12. The method according to claim 6, wherein the query information comprises at least one of: text data, voice data, or video data.
13. The method according to claim 1, wherein the user head information comprises eye movement information, and the method further comprises:
determining a user state according to the eye movement information; and
determining a corresponding processing result according to the user state.
14. The method according to claim 1, further comprising:
determining a human body activity category according to the asymmetric electrode data; and
determining a corresponding processing result according to the human body activity category.
15. The method according to claim 1, further comprising:
determining a material category of an object in contact according to the asymmetric electrode data; and
determining a position of the head-mounted device according to the material category.
16. The method according to claim 1, further comprising:
determining a facial touch action category according to the asymmetric electrode data; and
performing a corresponding operation in response to an instruction generated according to the facial touch action category.

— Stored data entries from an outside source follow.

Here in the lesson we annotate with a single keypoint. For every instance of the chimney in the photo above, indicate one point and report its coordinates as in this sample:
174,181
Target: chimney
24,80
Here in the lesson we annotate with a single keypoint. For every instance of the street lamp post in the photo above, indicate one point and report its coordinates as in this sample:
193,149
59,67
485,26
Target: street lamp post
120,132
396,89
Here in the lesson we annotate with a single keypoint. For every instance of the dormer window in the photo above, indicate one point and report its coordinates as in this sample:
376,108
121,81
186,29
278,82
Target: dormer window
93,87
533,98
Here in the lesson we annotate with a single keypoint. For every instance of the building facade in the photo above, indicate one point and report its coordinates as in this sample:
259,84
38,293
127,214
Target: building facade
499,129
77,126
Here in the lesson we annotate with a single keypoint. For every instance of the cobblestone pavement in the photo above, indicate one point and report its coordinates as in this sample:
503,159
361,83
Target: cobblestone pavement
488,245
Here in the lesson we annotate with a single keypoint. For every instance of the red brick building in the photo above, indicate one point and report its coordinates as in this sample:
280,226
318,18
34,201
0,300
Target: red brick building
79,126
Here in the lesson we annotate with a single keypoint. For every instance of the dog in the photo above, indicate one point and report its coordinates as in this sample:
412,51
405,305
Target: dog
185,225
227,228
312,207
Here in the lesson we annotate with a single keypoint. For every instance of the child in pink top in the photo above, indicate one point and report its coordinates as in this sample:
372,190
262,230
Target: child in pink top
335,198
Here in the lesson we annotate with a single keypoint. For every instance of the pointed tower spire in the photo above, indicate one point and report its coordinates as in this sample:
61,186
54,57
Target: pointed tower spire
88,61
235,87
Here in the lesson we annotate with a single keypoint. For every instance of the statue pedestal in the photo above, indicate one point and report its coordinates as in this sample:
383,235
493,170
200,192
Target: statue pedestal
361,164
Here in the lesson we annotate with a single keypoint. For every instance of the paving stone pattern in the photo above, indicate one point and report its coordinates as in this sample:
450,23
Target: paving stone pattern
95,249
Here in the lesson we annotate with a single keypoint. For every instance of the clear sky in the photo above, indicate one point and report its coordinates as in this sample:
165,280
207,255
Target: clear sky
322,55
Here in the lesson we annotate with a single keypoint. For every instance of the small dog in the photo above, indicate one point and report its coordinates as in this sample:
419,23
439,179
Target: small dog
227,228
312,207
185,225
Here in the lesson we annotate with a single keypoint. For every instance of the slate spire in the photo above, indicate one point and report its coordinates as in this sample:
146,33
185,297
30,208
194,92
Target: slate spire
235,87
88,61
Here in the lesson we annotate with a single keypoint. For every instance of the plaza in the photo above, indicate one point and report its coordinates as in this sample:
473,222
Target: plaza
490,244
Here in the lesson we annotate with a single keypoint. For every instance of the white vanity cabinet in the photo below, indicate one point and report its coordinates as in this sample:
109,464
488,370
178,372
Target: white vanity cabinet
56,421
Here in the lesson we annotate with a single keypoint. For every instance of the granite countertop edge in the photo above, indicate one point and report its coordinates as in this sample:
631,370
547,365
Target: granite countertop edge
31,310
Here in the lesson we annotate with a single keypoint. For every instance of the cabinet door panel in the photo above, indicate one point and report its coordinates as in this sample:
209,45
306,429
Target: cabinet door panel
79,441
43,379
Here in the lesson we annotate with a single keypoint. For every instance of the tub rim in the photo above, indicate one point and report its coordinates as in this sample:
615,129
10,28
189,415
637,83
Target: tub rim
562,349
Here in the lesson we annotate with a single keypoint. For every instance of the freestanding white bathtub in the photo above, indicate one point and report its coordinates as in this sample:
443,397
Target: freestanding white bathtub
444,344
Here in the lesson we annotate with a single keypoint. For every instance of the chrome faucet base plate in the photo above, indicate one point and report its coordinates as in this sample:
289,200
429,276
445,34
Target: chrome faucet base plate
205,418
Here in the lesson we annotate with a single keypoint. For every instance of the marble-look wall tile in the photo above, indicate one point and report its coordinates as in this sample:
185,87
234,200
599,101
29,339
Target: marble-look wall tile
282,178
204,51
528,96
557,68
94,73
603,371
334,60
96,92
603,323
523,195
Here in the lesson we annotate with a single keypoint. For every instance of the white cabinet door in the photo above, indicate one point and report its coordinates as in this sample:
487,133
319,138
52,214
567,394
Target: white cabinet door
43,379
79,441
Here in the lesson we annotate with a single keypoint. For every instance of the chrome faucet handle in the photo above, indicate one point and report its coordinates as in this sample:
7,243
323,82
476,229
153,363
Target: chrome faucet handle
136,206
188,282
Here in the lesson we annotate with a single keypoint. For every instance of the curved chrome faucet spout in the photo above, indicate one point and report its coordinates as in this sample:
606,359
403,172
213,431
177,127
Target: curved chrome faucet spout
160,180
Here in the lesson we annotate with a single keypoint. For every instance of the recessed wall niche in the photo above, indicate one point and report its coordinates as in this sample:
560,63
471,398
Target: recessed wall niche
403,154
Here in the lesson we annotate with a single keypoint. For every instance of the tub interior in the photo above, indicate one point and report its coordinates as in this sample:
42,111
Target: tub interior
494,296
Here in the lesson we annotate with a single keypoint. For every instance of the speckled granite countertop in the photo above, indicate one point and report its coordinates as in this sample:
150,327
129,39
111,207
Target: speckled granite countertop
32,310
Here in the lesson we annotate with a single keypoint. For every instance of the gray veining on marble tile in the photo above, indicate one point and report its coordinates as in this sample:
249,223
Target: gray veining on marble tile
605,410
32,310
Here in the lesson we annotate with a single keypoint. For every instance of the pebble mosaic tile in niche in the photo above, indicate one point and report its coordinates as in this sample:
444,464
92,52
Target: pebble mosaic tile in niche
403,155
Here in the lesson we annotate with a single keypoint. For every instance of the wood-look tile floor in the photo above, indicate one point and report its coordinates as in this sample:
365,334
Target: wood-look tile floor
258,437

17. A head-mounted device, comprising: a pair of electrodes which are asymmetrically disposed, a processor, and a memory; wherein
the pair of electrodes is used for collecting asymmetric electrode data;
the memory stores computer-executable instructions; and
the processor executes the computer-executable instructions stored in the memory to cause the processor to perform the following information determining operations:
acquiring the asymmetric electrode data; and
determining user head information according to the asymmetric electrode data.
18. The device according to claim 17, wherein the pair of electrodes is made of any one of the following materials: silver plated with silver chloride, copper plated with silver chloride, or copper plated with gold.
19. A non-transitory computer-readable storage medium having stored thereon computer-executable instructions which, when executed by a processor, implement the following information determining operations:
acquiring asymmetric electrode data; wherein the asymmetric electrode data is collected by a pair of electrodes which are asymmetrically disposed, wherein the pair of electrodes is comprised in a head-mounted device; and
determining user head information according to the asymmetric electrode data.